Now that I think about this its not a bad idea at all. Is it?


Greg Wasson wrote:

Oh. I got nuttin.

Greg

I don't have much hope for this equalizing thing either. Low level casters are not good enough to justify the high chance of death, and rogues need more help, not to be nerfed.


Someone refered to the bad Old Days of 1st/2nd Edition and it's casting times.

I think that could be usable here :)

Each Spell has a Casting Time. A quick suggestion would be half level, round Up, +1 if it requires somatic components, +1 if it requires material components. So, a Blur is a level 2 (+1), with only Verbal components: Casting Time 1. Fireball is a level 3 (+2) with Verbal, Somatic (+1, second component) and Material (+1, third component) netting Casting Time 4.

The caster is reduced to Flatfooted AC (though not considered Flat Footed!) for the duration of their casting. All damage taken during the casting is accumulated and the caster must pass a single concentration check in order to successfully complete the spell.
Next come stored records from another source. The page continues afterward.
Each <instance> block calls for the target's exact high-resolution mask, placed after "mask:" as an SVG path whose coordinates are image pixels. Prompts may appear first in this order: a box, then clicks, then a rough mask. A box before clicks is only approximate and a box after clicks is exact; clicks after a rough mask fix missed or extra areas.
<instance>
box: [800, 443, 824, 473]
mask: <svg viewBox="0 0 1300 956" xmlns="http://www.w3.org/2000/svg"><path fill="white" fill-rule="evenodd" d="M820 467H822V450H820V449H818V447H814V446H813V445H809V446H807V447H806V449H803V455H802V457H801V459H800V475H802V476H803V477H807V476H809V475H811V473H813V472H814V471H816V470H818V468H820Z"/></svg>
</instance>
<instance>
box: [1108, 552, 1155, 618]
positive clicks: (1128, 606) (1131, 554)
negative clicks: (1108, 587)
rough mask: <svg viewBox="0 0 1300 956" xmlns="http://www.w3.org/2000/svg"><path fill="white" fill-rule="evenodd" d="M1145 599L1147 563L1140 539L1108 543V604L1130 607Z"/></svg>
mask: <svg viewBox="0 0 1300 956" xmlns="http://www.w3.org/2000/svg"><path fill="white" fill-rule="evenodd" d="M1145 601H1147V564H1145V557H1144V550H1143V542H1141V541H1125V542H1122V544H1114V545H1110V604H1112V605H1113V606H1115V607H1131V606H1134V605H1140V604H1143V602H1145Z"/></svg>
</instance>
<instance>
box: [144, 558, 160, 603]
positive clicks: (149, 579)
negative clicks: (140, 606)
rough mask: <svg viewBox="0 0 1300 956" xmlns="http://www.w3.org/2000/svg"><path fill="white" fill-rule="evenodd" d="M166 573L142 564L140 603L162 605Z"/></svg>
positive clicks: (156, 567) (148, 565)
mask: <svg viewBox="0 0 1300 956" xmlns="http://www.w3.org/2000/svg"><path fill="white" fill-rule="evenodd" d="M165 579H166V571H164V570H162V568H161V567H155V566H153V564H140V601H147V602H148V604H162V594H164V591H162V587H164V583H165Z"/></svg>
So, if a wizard was throwing a Stoneskin, starting on Init 16, and is hit three times for a total of 20 points of damage on init cycle 16/15/14/13 he must make a Concentration check (from the core rules) of 10+20(damage)+4(Spell Level)=34. If you are only playing to 6th level, no caster would ever get a spell off against an aware party unless they lots of space/blockers. (in review, I would make the Concentration check simply Damage+Spell Level.) Or, simply say that *any* damage is 'catastrophic' and the spell is lost.

This would also make the 5'step and cast irrelevant.

GNOME


I think I actually understand cranewings' issue with 5' step.

He likes interrupts - things that one character can do to stop another character's action.

The 5' step is generally used to deny an interrupt(AoO) for free.

Therein lies his problem.

I don't necessarily agree with removing the 5' step or requiring an opposed roll for it. At best I see the potential drawbacks canceling out the potential gains. But I think I see what he is trying to do and wish him luck with it.